6lack notes this scene wasn’t unique to this time, though – in the late 80s, for example, Dallas Austin, TLC, Jermaine Dupri, and Organized Noize all hung out together and developed their sounds at local skating rinks. The East Atlanta singer says the fearlessness and diversity of sound that often comes from the city is a result of years of feeling like the underdog. “Initially, the popular thing was a West Coast or New York sound. For a minute, we were like the last people to be accepted and understood into hip hop. So, by the time we broke through it was like a sense of fearlessness and a sense of pride,” he says. “I’d be lying if I didn’t say every single year there’s a new group of people to come up in Atlanta. The minute you think you’ve named all the new artists from Atlanta, a year goes by and you have five new people. It’s always quality. From the bunch you always find a good amount of actual gems.”
Towards the latter half of the decade, Atlanta’s music scene has ushered in a new generation of artists, but the spirit of the music they’re making harkens back to previous eras. Artists such as 21 Savage, Gunna and Lil Baby have continued Atlanta’s legacy of trap music, while rappers such as Lil Nas X have merged the trap sound with country music to massive, record-breaking effect, showcasing, as many of the local rappers before him had done, that black southern life isn’t monolithic.
Rapper Yung Baby Tate, who says she first started making music as a 13-year-old at the top of this decade, believes witnessing the city’s growth in the last ten years has inspired her evolution as an artist. “It let me know I don’t have to be stuck to one sound just because I’m from here,” she says.

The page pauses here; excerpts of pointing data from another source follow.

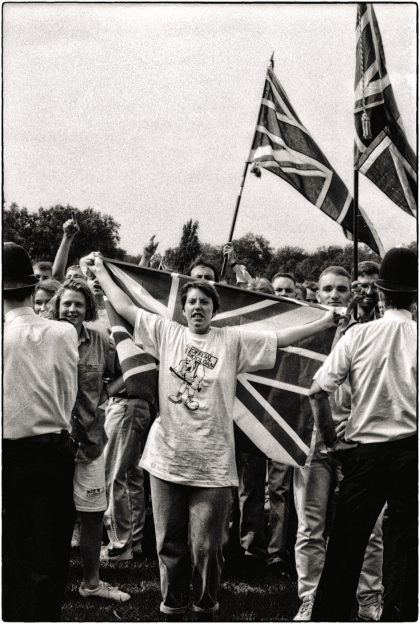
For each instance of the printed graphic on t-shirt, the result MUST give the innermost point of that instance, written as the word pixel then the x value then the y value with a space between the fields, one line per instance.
pixel 190 372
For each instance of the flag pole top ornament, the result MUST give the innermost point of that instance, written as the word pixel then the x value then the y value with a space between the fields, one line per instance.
pixel 366 127
pixel 256 170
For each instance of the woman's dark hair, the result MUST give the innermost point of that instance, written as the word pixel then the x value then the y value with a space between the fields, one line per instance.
pixel 50 286
pixel 206 288
pixel 78 285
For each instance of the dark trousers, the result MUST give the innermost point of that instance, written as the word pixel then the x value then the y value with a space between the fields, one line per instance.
pixel 373 474
pixel 38 520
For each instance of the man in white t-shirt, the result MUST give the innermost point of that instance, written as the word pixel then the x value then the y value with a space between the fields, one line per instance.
pixel 379 455
pixel 190 452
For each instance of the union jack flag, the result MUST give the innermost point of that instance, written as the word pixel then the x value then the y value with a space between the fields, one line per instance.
pixel 381 149
pixel 283 146
pixel 272 410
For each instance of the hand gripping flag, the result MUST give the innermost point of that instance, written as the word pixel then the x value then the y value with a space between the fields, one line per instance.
pixel 381 149
pixel 283 146
pixel 271 410
pixel 139 369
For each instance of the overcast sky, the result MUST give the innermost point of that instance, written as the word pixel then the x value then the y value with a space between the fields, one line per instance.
pixel 147 112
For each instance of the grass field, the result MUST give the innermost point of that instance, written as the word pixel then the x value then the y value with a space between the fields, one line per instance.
pixel 265 599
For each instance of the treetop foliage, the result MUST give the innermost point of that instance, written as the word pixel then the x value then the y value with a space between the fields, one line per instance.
pixel 41 232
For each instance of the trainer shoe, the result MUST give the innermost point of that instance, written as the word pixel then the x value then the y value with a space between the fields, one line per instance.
pixel 104 590
pixel 370 613
pixel 75 538
pixel 305 611
pixel 108 553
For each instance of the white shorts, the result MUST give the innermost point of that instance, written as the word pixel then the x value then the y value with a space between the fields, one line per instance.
pixel 89 485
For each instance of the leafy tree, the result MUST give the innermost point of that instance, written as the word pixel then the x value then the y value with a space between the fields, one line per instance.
pixel 41 232
pixel 255 252
pixel 285 260
pixel 179 258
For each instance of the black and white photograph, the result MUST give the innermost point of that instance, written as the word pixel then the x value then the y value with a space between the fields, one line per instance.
pixel 210 291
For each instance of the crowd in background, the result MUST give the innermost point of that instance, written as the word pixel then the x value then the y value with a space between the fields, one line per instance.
pixel 281 516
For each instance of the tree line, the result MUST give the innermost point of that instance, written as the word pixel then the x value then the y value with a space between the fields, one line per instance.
pixel 40 233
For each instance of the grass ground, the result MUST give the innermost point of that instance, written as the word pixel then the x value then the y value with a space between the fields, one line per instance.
pixel 262 600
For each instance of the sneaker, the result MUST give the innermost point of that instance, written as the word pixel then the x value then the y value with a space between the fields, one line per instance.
pixel 305 611
pixel 75 538
pixel 370 613
pixel 278 569
pixel 104 590
pixel 115 554
pixel 139 556
pixel 191 404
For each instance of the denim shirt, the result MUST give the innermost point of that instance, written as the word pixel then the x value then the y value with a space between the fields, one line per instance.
pixel 95 363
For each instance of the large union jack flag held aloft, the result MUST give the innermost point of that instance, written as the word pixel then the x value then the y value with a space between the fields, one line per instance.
pixel 272 410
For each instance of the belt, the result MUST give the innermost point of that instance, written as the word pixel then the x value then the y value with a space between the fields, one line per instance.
pixel 45 438
pixel 409 443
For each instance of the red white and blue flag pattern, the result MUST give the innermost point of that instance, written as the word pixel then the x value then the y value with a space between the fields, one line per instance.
pixel 283 146
pixel 272 410
pixel 383 154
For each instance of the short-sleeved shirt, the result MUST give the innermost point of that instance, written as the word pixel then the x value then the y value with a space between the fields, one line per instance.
pixel 40 374
pixel 87 420
pixel 192 441
pixel 380 359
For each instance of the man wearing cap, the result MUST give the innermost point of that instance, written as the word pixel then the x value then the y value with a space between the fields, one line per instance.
pixel 379 454
pixel 40 387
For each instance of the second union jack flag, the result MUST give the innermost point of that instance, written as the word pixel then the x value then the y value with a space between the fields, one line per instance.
pixel 283 146
pixel 382 152
pixel 272 410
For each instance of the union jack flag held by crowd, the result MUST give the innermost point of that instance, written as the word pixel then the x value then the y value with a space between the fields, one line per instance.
pixel 382 152
pixel 283 146
pixel 272 410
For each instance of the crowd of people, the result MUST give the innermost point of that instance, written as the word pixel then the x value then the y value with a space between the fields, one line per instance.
pixel 81 459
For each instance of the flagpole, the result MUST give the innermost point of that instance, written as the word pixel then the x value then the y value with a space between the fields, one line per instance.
pixel 238 201
pixel 355 222
pixel 235 215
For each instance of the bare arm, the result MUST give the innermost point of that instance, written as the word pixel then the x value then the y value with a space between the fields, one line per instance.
pixel 117 297
pixel 321 410
pixel 148 252
pixel 286 337
pixel 70 229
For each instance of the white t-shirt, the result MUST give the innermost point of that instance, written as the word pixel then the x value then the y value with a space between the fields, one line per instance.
pixel 380 360
pixel 192 441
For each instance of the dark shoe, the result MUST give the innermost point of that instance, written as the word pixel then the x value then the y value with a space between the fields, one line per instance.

Rapper Euro Gotit says this individuality – mixed with the unity and support felt throughout the city’s music scene – is what helps the city to stay relevant. “We’re more so about trying to build ourselves as artists, not so much trying to continue a legacy,” he says. “You can’t really give a fuck. You gotta be set in on who you are as a person. [Atlanta] might have a sound but, for those who lasted, nobody really came out trying to sound like the next man. And, if they did, somehow they found a way to evolve [that sound] into something bigger.”
Zaytoven echoes these sentiments. “Atlanta is everything,” he says. “Atlanta is crunk music, Atlanta is swag music. Atlanta is gangsta music. Atlanta is conscious music. Atlanta is snap music. It’s dance music. It’s all of that.”